The multi-isotope approach definitively shows that known sources (North Sea inflow from reprocessing plants and global fallout) cannot alone explain Baltic Sea 236U patterns. The elevated 236U/238U and especially the intermediate 233U/236U ratios in central and northern basins indicate a substantial addition of reactor-derived 236U with negligible 233U. The 236U/129I increase inland further supports a local 236U source with little 129I co-release. Binary mixing constrained by 233U/236U quantifies reactor-derived 236U at roughly double the fallout contribution and localizes the source to interior basins, inconsistent with simple riverine dilution. The geospatial fingerprint, together with extraordinarily high 236U in sediments near Studsvik and reactor-like 233U/236U there, points to historical or ongoing discharges from Swedish nuclear research activities as a plausible source. Alternatively, leakage from dumped or lost spent nuclear fuel could contribute; such a source would raise concerns about broader radionuclide releases (e.g., 137Cs). These findings demonstrate the value of 233U/236U as a sensitive diagnostic for environmental nuclear forensics and underscore the need for improved records and monitoring of regional nuclear facilities and potential seabed disposal sites.

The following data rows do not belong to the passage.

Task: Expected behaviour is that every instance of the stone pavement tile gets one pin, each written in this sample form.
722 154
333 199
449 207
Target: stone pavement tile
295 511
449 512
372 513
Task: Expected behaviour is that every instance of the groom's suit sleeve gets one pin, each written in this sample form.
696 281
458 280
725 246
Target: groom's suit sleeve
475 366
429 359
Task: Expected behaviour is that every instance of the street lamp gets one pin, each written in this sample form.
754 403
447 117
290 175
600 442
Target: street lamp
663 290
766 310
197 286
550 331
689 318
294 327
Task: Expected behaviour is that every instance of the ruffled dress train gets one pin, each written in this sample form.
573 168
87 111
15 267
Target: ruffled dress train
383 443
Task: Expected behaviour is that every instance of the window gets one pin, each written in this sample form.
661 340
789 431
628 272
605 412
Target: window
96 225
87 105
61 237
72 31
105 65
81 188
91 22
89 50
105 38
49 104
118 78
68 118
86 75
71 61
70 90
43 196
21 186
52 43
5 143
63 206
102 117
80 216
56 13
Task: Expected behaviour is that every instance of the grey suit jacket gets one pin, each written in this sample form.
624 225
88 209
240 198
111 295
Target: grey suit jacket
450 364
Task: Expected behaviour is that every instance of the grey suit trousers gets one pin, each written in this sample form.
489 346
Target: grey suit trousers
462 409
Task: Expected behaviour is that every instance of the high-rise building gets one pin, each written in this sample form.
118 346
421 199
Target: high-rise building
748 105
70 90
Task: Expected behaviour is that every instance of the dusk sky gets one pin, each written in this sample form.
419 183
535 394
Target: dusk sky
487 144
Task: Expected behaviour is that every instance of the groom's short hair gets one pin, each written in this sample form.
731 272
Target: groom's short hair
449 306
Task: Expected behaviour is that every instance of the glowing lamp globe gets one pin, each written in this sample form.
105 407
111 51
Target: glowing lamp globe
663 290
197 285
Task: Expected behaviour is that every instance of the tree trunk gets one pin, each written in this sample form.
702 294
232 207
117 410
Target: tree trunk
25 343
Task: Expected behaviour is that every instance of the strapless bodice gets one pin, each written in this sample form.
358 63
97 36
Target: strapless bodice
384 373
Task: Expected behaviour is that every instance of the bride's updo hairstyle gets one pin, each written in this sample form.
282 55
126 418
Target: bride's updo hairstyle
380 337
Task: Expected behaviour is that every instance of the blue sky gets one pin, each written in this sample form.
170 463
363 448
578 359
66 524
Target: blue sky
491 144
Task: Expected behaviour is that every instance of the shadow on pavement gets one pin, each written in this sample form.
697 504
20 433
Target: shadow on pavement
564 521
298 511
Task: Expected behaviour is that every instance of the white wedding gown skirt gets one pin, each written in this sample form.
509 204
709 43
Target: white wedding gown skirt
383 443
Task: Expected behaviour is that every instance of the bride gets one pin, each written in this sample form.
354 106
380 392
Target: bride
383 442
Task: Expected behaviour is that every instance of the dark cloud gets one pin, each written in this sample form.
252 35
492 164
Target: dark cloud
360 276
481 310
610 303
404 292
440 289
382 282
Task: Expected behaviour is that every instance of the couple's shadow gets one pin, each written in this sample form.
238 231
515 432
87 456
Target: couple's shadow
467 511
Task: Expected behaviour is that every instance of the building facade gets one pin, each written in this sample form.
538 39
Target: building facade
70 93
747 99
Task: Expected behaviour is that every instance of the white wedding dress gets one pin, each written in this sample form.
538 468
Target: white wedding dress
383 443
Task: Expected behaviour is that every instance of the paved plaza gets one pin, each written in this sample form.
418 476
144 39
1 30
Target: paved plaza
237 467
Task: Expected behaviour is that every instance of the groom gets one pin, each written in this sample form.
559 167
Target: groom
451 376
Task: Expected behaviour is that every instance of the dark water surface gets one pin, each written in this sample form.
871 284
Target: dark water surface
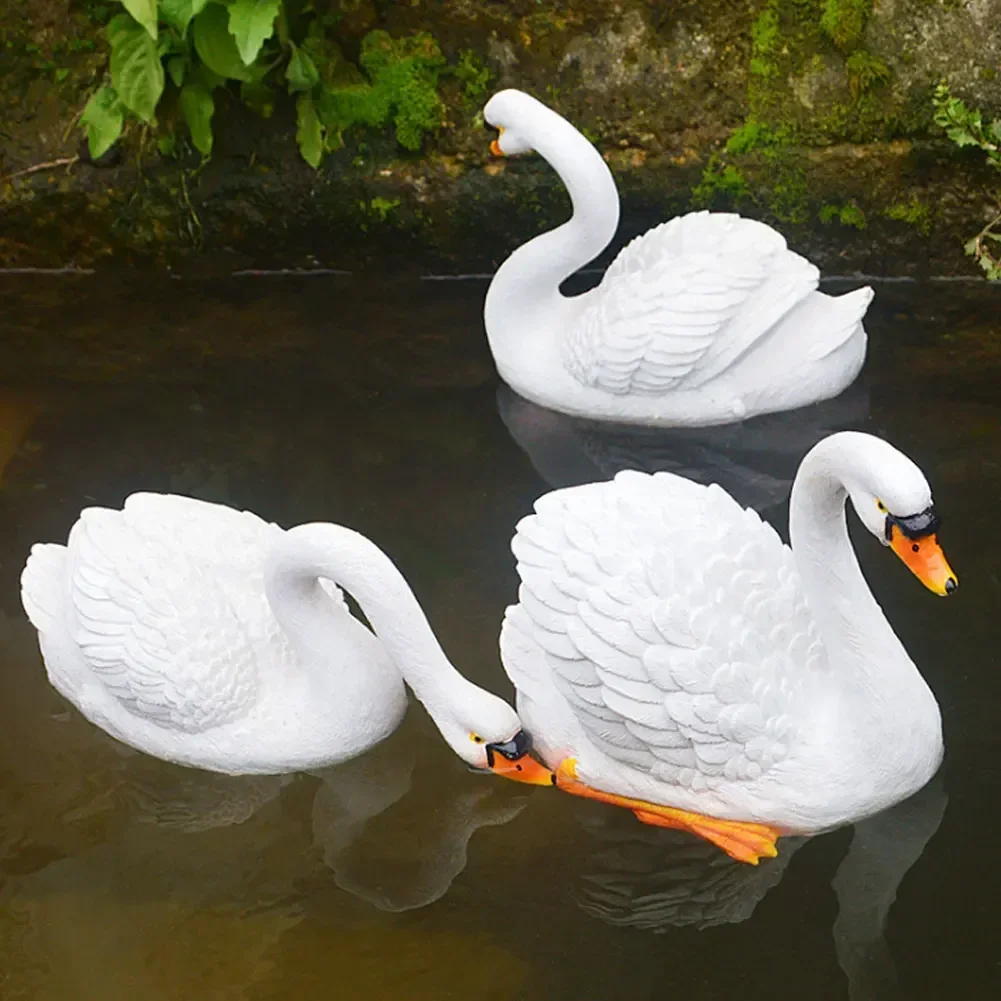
400 875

This study applies a combined 233U–236U–129I fingerprinting strategy to reveal an unknown reactor-derived source of 236U in the Baltic Sea. Surface waters show elevated 236U/238U, 236U/129I, and characteristic 233U/236U ratios indicating that about two-thirds of anthropogenic 236U originates from a local reactor source rather than from global fallout or North Sea inflow. A first-order inventory suggests ~200 ± 47 g of reactor-derived 236U currently resides in Baltic waters. Spatial patterns and sediment evidence implicate discharges near Studsvik as a plausible contributor, though leakage from seabed nuclear materials cannot be excluded. The results highlight the diagnostic power of the 233U/236U signature for nuclear safeguards and environmental tracing. Future work should include depth profiles, time-series monitoring, comprehensive sediment–water coupling assessments, improved source term documentation from regional nuclear installations, and targeted surveys of potential seabed disposal or dumping locations to better constrain sources, transport, and risks.

- Inventory estimates are first-order and based mainly on surface waters from multi-year sampling; vertical distributions, deep-water inventories, and interannual variability are not fully constrained. - Uranium scavenging in anoxic regions and sediment–water interactions could alter concentrations though not isotope ratios; these processes introduce uncertainty in mass balance estimates. - Salinity patterns and North Sea inflow events vary and may affect mixing analyses. - The contribution of Chernobyl-derived 236U is difficult to quantify and was not resolved explicitly. - Limited or missing release records for regional nuclear facilities hinder precise source attribution. - 129I analyses were only available for samples collected in 2015, reducing spatiotemporal coverage for iodine-based mixing constraints.